In May this year I gave birth to a beautiful baby girl (my first child). Somewhere in the back of my mind I guess I wondered what sort of feelings this might bring up for me but I was so blissful at being a new parent that I hardly gave it any thought. Towards the end of last year Adoption Week occured. I found myself looking up a few things on the web site set up for it and ended up finding some information on how abandonment at birth can affect a baby. When a baby is born, their transition into the world is softened by the security of hearing those voices that they have heard in the womb and being held in loving welcoming arms. When this is taken from them, the event (although not conciously remembered) is likely a fearful scary event indelibly imprinted on their psyche. It went on to describe a myriad of emotions and feelings that can be experienced by the child, much of which I related to. It then occurred to me, I had gone through this separation not once, but twice (at birth and then 6 months later when I became ill). I looked at my daughter who was 6 months old and imagined how she would feel if she was ill and in pain and we took her to the hospital and just left her there alone in a strange place with strange people. Well, that was it. I started sobbing uncontrollably, grieving for the baby that I had been who had gone through so much, finally allowing myself to recognise the effects of those events so many years ago, which, while consiously unremembered, left lasting effects (mum had told me that as a child, I followed her like a puppy, unwilling to let her out of my sight - I was obviously terrified at being left again).
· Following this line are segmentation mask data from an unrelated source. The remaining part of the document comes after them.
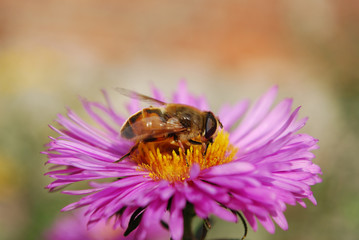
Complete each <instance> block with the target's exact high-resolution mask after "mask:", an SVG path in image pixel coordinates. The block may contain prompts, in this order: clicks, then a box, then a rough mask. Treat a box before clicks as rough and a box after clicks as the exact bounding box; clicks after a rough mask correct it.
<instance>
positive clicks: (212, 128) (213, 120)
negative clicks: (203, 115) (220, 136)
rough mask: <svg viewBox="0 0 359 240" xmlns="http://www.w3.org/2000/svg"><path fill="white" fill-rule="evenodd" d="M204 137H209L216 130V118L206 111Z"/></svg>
mask: <svg viewBox="0 0 359 240" xmlns="http://www.w3.org/2000/svg"><path fill="white" fill-rule="evenodd" d="M205 127H206V128H205V132H204V137H205V138H206V139H209V138H211V137H212V136H213V134H214V133H215V132H216V130H217V119H216V117H215V116H214V115H213V113H211V112H207V116H206V126H205Z"/></svg>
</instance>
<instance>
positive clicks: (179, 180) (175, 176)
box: [131, 131, 237, 182]
mask: <svg viewBox="0 0 359 240" xmlns="http://www.w3.org/2000/svg"><path fill="white" fill-rule="evenodd" d="M203 152H204V149H203V147H202V145H191V146H190V147H189V148H188V149H187V150H186V153H185V154H184V153H183V152H182V149H181V148H179V147H178V146H175V147H174V145H173V144H169V143H163V144H158V143H140V144H139V146H138V151H136V152H135V153H133V154H132V155H131V159H132V160H133V161H135V162H136V163H137V164H138V167H139V168H138V170H140V171H148V172H149V176H150V177H151V178H152V179H154V180H167V181H169V182H175V181H184V180H186V179H187V178H189V173H190V169H191V166H192V165H193V164H198V165H199V166H200V168H201V170H202V169H206V168H210V167H213V166H216V165H220V164H223V163H228V162H230V161H232V159H233V157H234V155H235V154H236V152H237V149H236V148H235V147H234V146H233V145H231V144H229V134H228V133H226V132H223V131H221V132H219V133H218V135H217V137H216V138H215V139H214V142H213V143H211V144H209V145H208V148H207V151H206V154H205V155H203Z"/></svg>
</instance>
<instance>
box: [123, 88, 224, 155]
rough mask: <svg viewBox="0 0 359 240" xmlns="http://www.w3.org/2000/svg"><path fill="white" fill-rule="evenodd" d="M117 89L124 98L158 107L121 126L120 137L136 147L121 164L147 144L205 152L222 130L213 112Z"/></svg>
mask: <svg viewBox="0 0 359 240" xmlns="http://www.w3.org/2000/svg"><path fill="white" fill-rule="evenodd" d="M117 90H118V91H119V92H120V93H121V94H123V95H125V96H128V97H132V98H136V99H138V100H141V101H146V102H150V103H152V104H155V105H158V107H152V106H150V107H148V108H144V109H142V110H140V111H138V112H137V113H135V114H133V115H132V116H130V117H129V118H128V119H127V120H126V122H125V123H124V124H123V125H122V128H121V130H120V133H121V137H123V138H125V139H128V140H131V141H134V142H135V145H134V146H133V147H132V148H131V150H130V151H129V152H128V153H127V154H125V155H124V156H122V157H121V158H120V159H119V160H118V161H121V160H123V159H124V158H126V157H127V156H129V155H131V153H133V152H134V151H135V150H136V149H137V147H138V145H139V144H140V143H146V142H161V141H163V142H167V143H174V144H177V145H178V146H179V147H180V148H181V149H182V151H183V152H185V146H190V145H191V144H195V145H202V146H203V149H204V153H205V151H206V149H207V146H208V144H209V143H212V142H213V139H214V138H215V137H216V136H217V133H218V131H219V129H220V128H223V126H222V123H221V122H220V121H219V119H218V117H216V116H215V115H214V114H213V113H212V112H210V111H201V110H199V109H197V108H195V107H192V106H189V105H185V104H178V103H165V102H162V101H160V100H157V99H154V98H151V97H148V96H145V95H142V94H140V93H137V92H134V91H131V90H127V89H123V88H117ZM118 161H117V162H118Z"/></svg>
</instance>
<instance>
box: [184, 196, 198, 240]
mask: <svg viewBox="0 0 359 240" xmlns="http://www.w3.org/2000/svg"><path fill="white" fill-rule="evenodd" d="M195 215H196V214H195V212H194V209H193V205H192V204H190V203H187V205H186V207H185V209H184V210H183V224H184V226H183V227H184V231H183V240H195V237H194V236H193V233H192V219H193V217H194V216H195Z"/></svg>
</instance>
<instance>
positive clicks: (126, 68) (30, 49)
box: [0, 0, 359, 240]
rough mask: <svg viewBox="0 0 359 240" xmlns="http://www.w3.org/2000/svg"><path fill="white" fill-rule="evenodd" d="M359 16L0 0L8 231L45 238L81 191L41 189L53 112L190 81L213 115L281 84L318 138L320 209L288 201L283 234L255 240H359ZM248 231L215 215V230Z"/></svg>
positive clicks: (264, 5)
mask: <svg viewBox="0 0 359 240" xmlns="http://www.w3.org/2000/svg"><path fill="white" fill-rule="evenodd" d="M358 23H359V1H355V0H331V1H329V0H311V1H309V0H292V1H286V0H273V1H259V0H251V1H249V0H236V1H235V0H229V1H215V0H207V1H204V0H198V1H164V0H158V1H148V0H147V1H144V0H142V1H114V0H108V1H99V0H86V1H82V0H72V1H67V0H65V1H41V0H29V1H11V0H1V1H0V129H1V135H0V239H4V240H8V239H9V240H15V239H16V240H17V239H42V238H43V233H44V231H46V229H49V228H50V227H51V226H52V224H53V222H54V219H55V218H56V217H58V216H61V215H63V214H61V213H59V210H60V209H61V208H62V207H64V206H65V205H67V204H68V203H70V202H72V201H73V200H74V199H77V198H72V197H71V196H67V195H63V194H60V193H51V194H50V193H48V192H47V191H46V190H45V189H44V186H45V185H47V184H48V183H50V181H51V179H50V178H48V177H45V176H43V174H44V173H45V172H46V171H47V167H46V166H44V163H45V161H46V157H45V156H43V155H41V154H40V151H43V150H44V144H45V143H46V142H48V137H47V136H49V135H52V136H56V134H54V133H53V132H51V131H50V129H49V128H48V126H47V125H48V124H53V123H54V120H55V118H56V114H57V113H65V112H66V110H65V107H71V108H72V109H75V110H76V111H77V112H79V114H80V115H81V114H82V115H81V116H84V114H83V111H82V109H81V106H80V103H79V101H78V97H79V96H83V97H86V98H88V99H90V100H96V101H103V99H102V95H101V92H100V90H101V89H106V90H108V91H109V93H110V95H111V98H112V99H113V101H114V102H115V103H116V104H118V105H119V106H121V105H122V104H123V102H124V101H125V100H127V99H124V97H123V96H120V95H119V94H118V93H116V92H115V91H113V88H115V87H119V86H120V87H125V88H129V89H133V90H136V91H139V92H143V93H145V94H148V93H150V86H151V85H152V84H153V85H155V86H158V87H160V88H161V89H163V91H164V92H165V93H166V95H167V96H170V95H171V93H172V92H173V91H174V90H175V89H176V87H177V83H178V81H179V80H180V79H183V78H185V79H187V82H188V86H189V89H190V90H191V91H192V92H193V93H196V94H199V95H203V94H205V95H206V97H207V98H208V99H209V103H210V105H211V107H212V109H214V111H217V110H218V109H219V107H220V105H221V104H223V103H235V102H236V101H238V100H240V99H243V98H249V99H252V100H254V99H256V98H258V97H259V96H260V95H261V94H263V93H264V92H265V91H266V90H267V89H268V88H269V87H271V86H272V85H275V84H277V85H279V97H278V100H277V101H279V100H280V99H282V98H284V97H293V98H294V105H295V106H298V105H301V106H302V109H301V116H302V117H304V116H309V122H308V124H307V126H306V127H305V129H304V131H305V132H306V133H309V134H311V135H313V136H315V137H317V138H319V139H320V142H319V145H320V147H321V148H320V149H319V150H316V151H315V154H316V156H317V158H316V159H315V162H316V163H317V164H319V165H320V166H321V168H322V170H323V172H324V175H323V182H322V183H321V184H318V185H317V186H314V187H313V192H314V194H315V196H316V198H317V200H318V206H312V204H310V203H308V207H307V209H303V208H302V207H300V206H295V207H288V210H287V211H286V216H287V219H288V222H289V230H288V231H282V230H281V229H279V228H278V227H277V231H276V233H275V234H274V235H271V234H269V233H267V232H266V231H265V230H264V229H263V228H262V227H260V228H259V230H258V232H257V233H253V232H252V231H250V232H249V236H248V238H247V239H248V240H254V239H269V240H271V239H276V240H279V239H295V240H296V239H298V240H299V239H326V240H330V239H357V237H358V236H359V228H358V226H359V217H358V216H359V187H358V186H359V174H358V172H359V160H358V155H359V147H358V144H359V124H358V119H359V70H358V67H359V44H358V43H359V25H358ZM221 225H224V226H223V227H221ZM224 227H226V229H225V230H224ZM241 232H242V226H241V225H229V224H223V223H221V222H218V226H215V227H214V230H213V231H212V232H211V233H210V235H209V238H210V237H224V236H225V237H236V236H237V237H238V236H240V235H241Z"/></svg>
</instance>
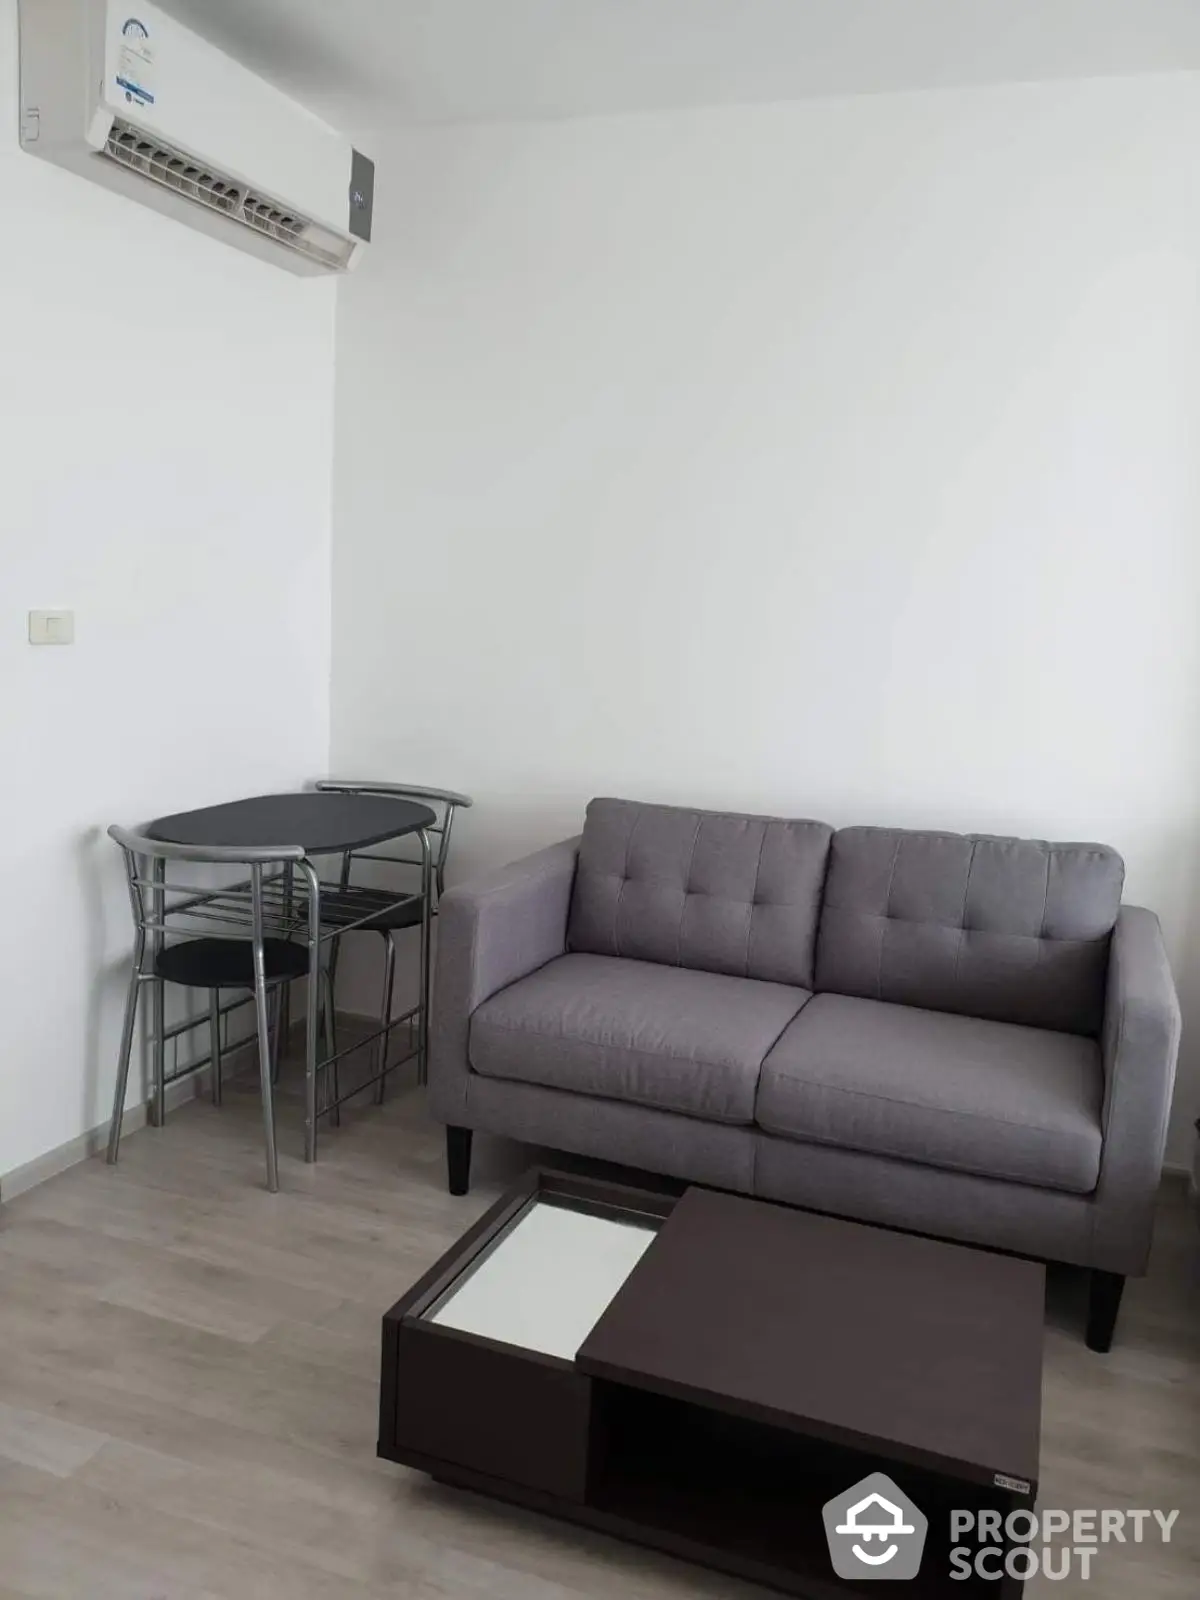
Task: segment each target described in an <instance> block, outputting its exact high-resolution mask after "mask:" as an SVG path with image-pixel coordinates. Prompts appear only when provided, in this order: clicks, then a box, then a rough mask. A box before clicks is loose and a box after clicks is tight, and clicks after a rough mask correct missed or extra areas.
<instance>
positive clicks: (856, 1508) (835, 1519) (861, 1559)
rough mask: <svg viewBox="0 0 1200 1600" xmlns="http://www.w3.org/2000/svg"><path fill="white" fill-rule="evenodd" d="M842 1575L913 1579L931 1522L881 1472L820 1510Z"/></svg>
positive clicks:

I guess the 'advice' part of all this is twofold:
- If you are adopted, be prepared for unexpected feelings which may arise when you become a parent and make sure you have a good support network. I found talking about these feelings with my partner and family really helped. You may see things about yourself through your child that you didn't anticipate.
- If you are the parent of an adopted child, actions speak louder than words. It would be worthwhile familiarising yourself with common behavioural traits exhibited by adopted children and what they might mean so you can help them work through them in non-destructive ways. I couldn't understand or verbalise my feelings, yet my actions screamed the fact that I was having difficulty dealing with being adopted and finding my sense of belonging.
PS - I now have a beautiful relationship with my family. We went through absolute hell for a few years but I now feel completely loved and secure. The years have given us insight and understanding.